Vincent van Dijk: 'Mixed-use buildings zijn interessante trend voor horecaondernemers'

Trendforecaster Vincent van Dijk ziet een populaire stadsontwikkeling ontstaan: mixed-use buildings. Wonen, werken, winkelen en wellness in één complex is een oplossing voor veel problemen. Mixed-use buildings zijn dan ook een grote trend en een interessante ontwikkeling voor horecaondernemers.

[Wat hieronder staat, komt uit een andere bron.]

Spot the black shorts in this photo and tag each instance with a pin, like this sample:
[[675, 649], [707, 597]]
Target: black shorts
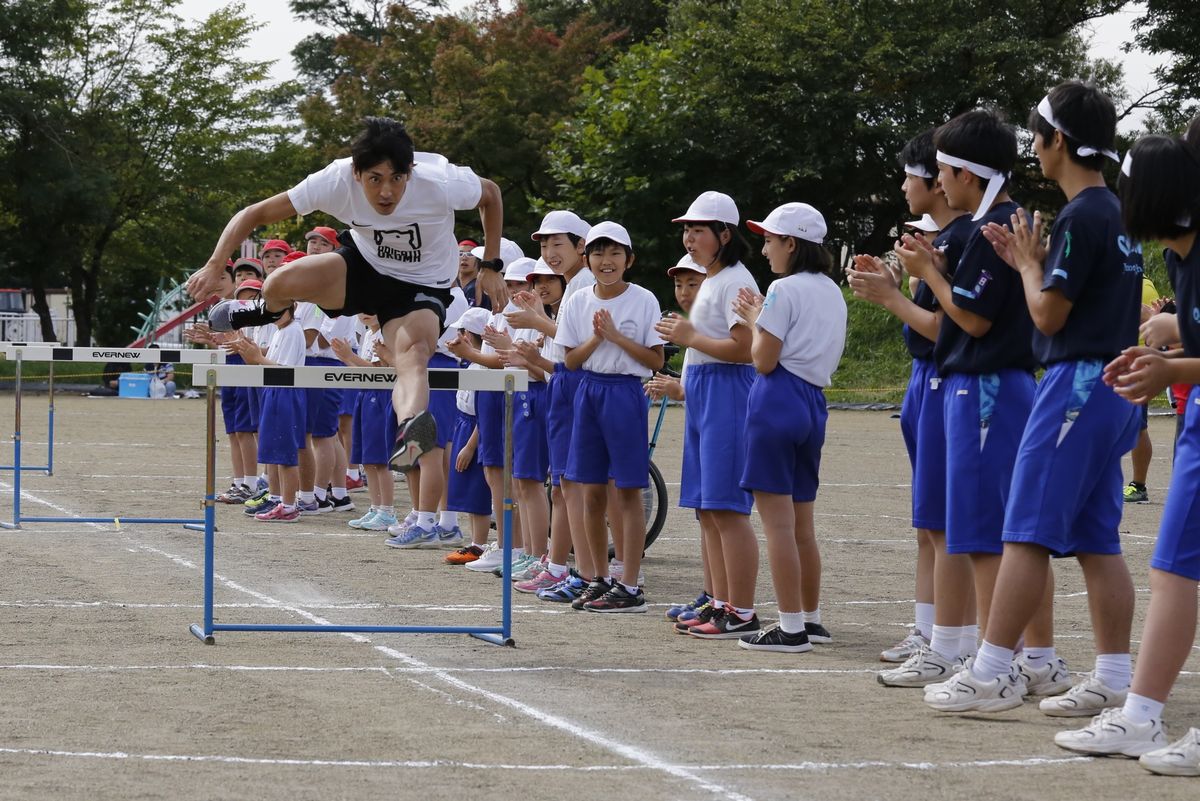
[[370, 291]]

Het heeft iets futuristisch, als je door het net geopende Mix Brussels loopt. Door de James Bond-achtige hal flaneren hotelgasten met rolkoffers, breedgeschouderde boys met sporttassen, laptoppers met een koffiebeker en zakenlui met badge door elkaar over de grote trappen. Alsof het een ruimteschip is op grote afstand van de aarde, waar mensen een nieuw leven hebben opgebouwd. Maar het is het omgebouwde monumentale hoofdkantoor van verzekeraar Royale Belge, waar kantoren, evenementenlocaties, werkplekken, restaurants, bars, een hotel, een bibliotheek en een reusachtige gym met zwembaden zijn gehuisvest. Ook zijn er studio’s waar je langere tijd kunt wonen.

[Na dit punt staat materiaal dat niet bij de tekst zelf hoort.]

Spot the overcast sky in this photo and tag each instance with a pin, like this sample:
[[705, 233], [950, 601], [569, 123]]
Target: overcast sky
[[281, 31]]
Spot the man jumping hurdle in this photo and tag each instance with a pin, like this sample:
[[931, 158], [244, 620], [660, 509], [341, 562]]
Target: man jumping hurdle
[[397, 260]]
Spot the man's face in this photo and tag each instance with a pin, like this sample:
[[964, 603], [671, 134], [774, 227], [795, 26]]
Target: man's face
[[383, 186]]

*De tekst gaat verder onder de foto.

Brussels-Mix-^ Het net geopende Mix Brussels

Woontorens met verschillende doeleinden

Dichterbij hebben we The Valley op de Amsterdamse Zuidas, waar onder meer appartementen, retail, kantoren, restaurants (Nela, Green Gastrobar) en een expositieruimte zijn verbonden door een groene vallei. En ook de nieuwe Y Towers in Amsterdam-Noord is een goed voorbeeld met een woontoren en een hoteltoren van Maritim Hotel Amsterdam waarin onder meer een enorm congrescentrum, een rooftopbar, een wellnesscentrum en 579 hotelkamers zijn gehuisvest. Er zijn vier restaurants: van een Weens woonkamerrestaurant tot een Japanner, van een high-end buffetrestaurant tot het hoogste restaurant van Amsterdam.

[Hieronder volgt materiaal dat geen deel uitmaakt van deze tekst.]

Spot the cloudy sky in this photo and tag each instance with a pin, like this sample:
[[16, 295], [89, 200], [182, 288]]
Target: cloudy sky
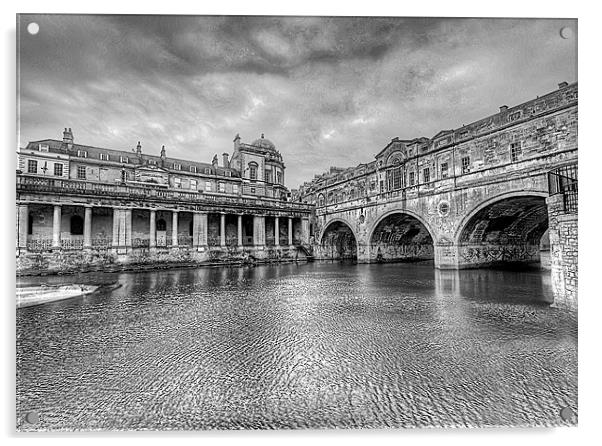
[[326, 91]]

*De tekst gaat verder onder de foto.

Valley-Amsterdam-Green-Gastrobar
The Valley op de Amsterdamse Zuidas, gemaakt door Marcel Steinbach

Duurzaam en flexibel

Het is een populaire manier van stadsontwikkeling, want het is duurzaam. Je beperkt het aantal verkeersstromen, maakt slimmer gebruik van energie en de ruimte, zeker als je de hoogte in schiet. Bovendien is het flexibel, want de gebouwen worden vaak zo gemaakt dat het gebruik in de toekomst aangepast kan worden. Voor investeerders is het een veiligere manier van beleggen, door de verschillende inkomstenstromen en voor een gemeente is het fijn om de sociale cohesie en de veiligheid in een gebied te vergroten.

Je kunt ervoor kiezen om gebouwen te maken voor een specifieke doelgroep, maar er wordt volop geëxperimenteerd met gebouwen waar bijvoorbeeld studenten en ouderen door elkaar heen wonen of multigenerational family houses, waarbij zowel de opvang van kinderen als de zorg voor ouders eenvoudiger is te organiseren.

'De kunst is om service aan te bieden waar gebruikers niet omheen kunnen'

Service en gastvrijheid

Voor de restaurants en bars is het fijn om te weten dat je in zo’n ‘stad binnen een stad’ een gegarandeerd aantal potentiële gasten hebt. Overdag ‘kantoorgangers’ of winkelend publiek en ’s avonds bezoekers en bewoners. Omgekeerd is de aanwezigheid van goede horeca voor zo’n project ook van groot belang, omdat dit ziel en kwaliteit geeft.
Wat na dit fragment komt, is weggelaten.